Modify the EBNF grammar and provide the necessary support routines (essentially add a simple symbol table handler) to be able to generate such a listing.

Hints:

(a) Hopefully this will turn out to be a lot easier than it at first appears. You will notice that the EBNF grammar makes references to non-terminals in two places only, so with a bit of thought you should be able to see that there are in fact very few places where the grammar has to be attributed. When you have thought about the implications of that hint, check out your ideas with a tutor, so as not to spend fruitless hours writing far more code than you need.

(b) You will have to develop a symbol table handler. This can make use of the ArrayList class in two ways. You will need a list of records of the identifiers. For each of these records you will also need a list that records the corresponding line numbers. A class like the following might be a useful one for this purpose:

  class Entry {
    public String name;
    public ArrayList<Integer> refs;
    public Entry(String name) {
      this.name = name;
      this.refs = new ArrayList<Integer>();
    }
  } // Entry

and your Table class (a skeleton of which is supplied in the file EBNF\Table.java) could be developed from the following ideas:

  class Table {

    public static void clearTable() {
    // Reset the table

    public static void addRef(String name, boolean declared, int lineRef) {
    // Enters name if not already there, adds another line reference
    // What do you suppose is the purpose of the "declared" parameter?
    // Don't you hate it when people dont' write comments into their code?

    public static void printTable() {
    // Prints out all references in the table

  } // Table

You will be relieved to hear that each of these methods can be implemented in only a few lines of code, provided you think clearly about what you are doing.

(c) This exercise can also be used to highlight a further application of the StringBuilder class that you used in Practical 5. Use an object of this type to build up the list of non-terminals that turn out to be "undefined", as shown in the example above.

(d) The way we have set up Coco requires that any "support" classes (like Table.java) needed by an application (like EBNF) must be stored in a sub-directory whose name matches the goal symbol (like EBNF).

(e) For this application, direct the output to a file, whose name can be derived from the input file name.
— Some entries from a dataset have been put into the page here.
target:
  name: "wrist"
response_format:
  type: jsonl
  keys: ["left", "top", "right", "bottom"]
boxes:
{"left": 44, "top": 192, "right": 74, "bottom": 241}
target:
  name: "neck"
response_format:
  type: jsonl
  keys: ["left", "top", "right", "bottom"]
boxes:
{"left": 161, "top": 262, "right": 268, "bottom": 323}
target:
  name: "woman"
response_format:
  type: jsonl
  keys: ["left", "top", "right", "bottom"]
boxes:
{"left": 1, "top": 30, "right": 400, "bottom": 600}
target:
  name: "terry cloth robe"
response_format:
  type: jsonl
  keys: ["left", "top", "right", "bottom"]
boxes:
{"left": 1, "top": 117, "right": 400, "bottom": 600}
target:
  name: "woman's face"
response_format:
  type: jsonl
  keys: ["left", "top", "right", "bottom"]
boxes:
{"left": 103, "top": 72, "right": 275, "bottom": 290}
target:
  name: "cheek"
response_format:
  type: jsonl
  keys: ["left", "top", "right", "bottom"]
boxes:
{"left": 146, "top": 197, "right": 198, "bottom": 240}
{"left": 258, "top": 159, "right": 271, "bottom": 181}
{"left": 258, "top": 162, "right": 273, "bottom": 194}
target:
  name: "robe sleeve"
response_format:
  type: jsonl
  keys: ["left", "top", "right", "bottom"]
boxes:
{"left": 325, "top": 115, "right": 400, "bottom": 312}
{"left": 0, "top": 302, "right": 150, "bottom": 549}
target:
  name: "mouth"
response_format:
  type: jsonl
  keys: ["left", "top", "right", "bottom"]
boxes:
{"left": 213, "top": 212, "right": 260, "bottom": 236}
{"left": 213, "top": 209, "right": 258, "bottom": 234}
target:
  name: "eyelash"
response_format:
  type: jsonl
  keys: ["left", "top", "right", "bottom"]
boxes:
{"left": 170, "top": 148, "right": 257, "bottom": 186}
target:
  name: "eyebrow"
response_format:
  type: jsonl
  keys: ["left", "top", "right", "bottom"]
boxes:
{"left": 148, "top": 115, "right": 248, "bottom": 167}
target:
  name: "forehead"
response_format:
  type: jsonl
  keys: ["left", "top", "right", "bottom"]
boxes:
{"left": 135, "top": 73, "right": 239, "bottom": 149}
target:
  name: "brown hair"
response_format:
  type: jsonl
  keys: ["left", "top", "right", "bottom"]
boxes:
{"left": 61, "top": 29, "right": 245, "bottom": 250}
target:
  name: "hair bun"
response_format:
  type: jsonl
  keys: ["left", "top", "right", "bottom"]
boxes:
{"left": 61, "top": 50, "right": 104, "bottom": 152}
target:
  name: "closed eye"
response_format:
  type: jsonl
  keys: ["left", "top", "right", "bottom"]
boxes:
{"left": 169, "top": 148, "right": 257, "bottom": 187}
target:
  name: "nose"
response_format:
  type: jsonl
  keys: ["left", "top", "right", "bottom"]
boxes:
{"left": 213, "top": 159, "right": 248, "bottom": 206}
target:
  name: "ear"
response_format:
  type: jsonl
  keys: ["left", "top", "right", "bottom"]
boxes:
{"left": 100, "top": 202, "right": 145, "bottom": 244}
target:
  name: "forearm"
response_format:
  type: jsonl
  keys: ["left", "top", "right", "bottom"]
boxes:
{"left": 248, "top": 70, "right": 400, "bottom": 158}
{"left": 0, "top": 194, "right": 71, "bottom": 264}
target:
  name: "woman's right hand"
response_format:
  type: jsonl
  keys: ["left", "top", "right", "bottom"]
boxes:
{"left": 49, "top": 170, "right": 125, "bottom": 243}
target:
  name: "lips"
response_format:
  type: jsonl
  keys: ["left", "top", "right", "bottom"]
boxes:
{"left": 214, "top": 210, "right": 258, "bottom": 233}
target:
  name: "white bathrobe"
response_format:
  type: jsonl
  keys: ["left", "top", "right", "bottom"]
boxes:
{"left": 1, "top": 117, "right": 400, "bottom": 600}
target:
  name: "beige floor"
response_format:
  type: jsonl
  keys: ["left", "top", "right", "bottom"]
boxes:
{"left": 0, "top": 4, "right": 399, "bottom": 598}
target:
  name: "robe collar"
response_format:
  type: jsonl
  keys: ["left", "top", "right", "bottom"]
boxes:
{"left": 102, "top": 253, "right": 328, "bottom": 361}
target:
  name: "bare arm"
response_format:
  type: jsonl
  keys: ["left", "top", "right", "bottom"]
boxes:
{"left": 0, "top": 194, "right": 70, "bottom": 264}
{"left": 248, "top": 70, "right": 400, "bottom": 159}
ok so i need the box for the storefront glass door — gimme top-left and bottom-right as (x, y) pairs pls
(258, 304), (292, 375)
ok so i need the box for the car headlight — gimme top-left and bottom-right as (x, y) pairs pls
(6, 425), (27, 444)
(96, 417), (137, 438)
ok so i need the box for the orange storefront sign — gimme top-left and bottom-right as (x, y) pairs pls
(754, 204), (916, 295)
Copy the Driver.frame file to create one called EBNF.frame (in your work directory) and follow the suggestions contained in the comments in this file, which are hopefully fairly clear.

Yes, I know, this exercise can be done using classes other than ArrayList and StringBuilder. However, these classes are used in various illustrations in the course, and it is as well for you to be properly familiar with them.

Appendix - simple use of the ArrayList class

The prac kit contains a simple example (also presented on the course web page) showing how the generic ArrayList class (Java) or List class (C#) can be used to construct a list of records of people's names and ages, and then to display this list and interrogate it. You can compile and run the program at your leisure. It requires that you have Java 1.5 or later, or C# 2.0 or later - in the unlikely event that you do not have an up to date version of Java or C#, you will have to use the basic classes instead.